Table 9 summarizes the comparison between the proposed ATAML and document embedding approaches, i.e., doc2vec Levine and Haus [1985] and doc2vecC Chen [2017]. In contrast to ATAML that uses attention to aggregate information from substructures of some text input, the document embedding approaches directly encode each document into one embedding vector and another classifier, such as KNN or SVM, is applied on the document embeddings for classification.

The empirical results suggest the document embedding approaches are not as effective as the proposed ATAML method.

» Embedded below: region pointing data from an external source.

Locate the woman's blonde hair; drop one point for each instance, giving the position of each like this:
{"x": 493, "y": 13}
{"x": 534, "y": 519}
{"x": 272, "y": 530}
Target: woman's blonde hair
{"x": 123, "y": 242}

This finding confirms the need to apply attention on substructures of text data, rather than treating each document as a static embedding vector.

Method 5-way Micro-F1 10-way Micro-F1 5-way Macro-F1 10-way Macro-F1
1-shot 5-shot 1-shot 5-shot 1-shot 5-shot 1-shot 5-shot
Doc2Vec, KNN 31.4% 42.0% 19.4% 32.9% 18.5% 28.9% 10.1% 22.5%
Doc2Vec, SVM 27.4% 59.1% 11.4% 44.3% 19.9% 44.6% 8.5% 31.0%
Doc2VecC, KNN 42.8% 62.6% 30.2% 50.0% 34.9% 53.2% 23.9% 42.2%
Doc2VecC, SVM 33.7% 58.4% 18.6% 42.7% 25.8% 46.0% 12.5% 30.3%
ATAML, TCN (A) 59.6% 71.1% 50.7% 61.3% 54.3% 65.0% 38.5% 49.2%
Table 9: Comparing ATAML with document embeddings methods on miniReuters-21578

Appendix C Visualizing Attention

Figure 3 and Figure 4 illustrate the the same training example after the meta-learned is trained with MAML and ATAML, respectively. The target label for this document is “INTERNATIONAL RELATIONS” and both models make correct predictions for this training example. Whereas the MAML model illustrated in Figure 3 is over-fitting to the keyword “president”, the proposed ATAML model in Figure 4 identifies multiple key phrases, such as “talk with”, “agrred upon” and “negotiation with”, that are important to the classification of “INTERNATIONAL RELATIONS”. Learning meaningful phrase-level representations regularizes a model from over-fitting to spurious correlation in the training examples.

Figure 3: Visualizing attentions learned by MAML TCN(A).
Figure 4: Visualizing attentions learned by ATAML TCN(A).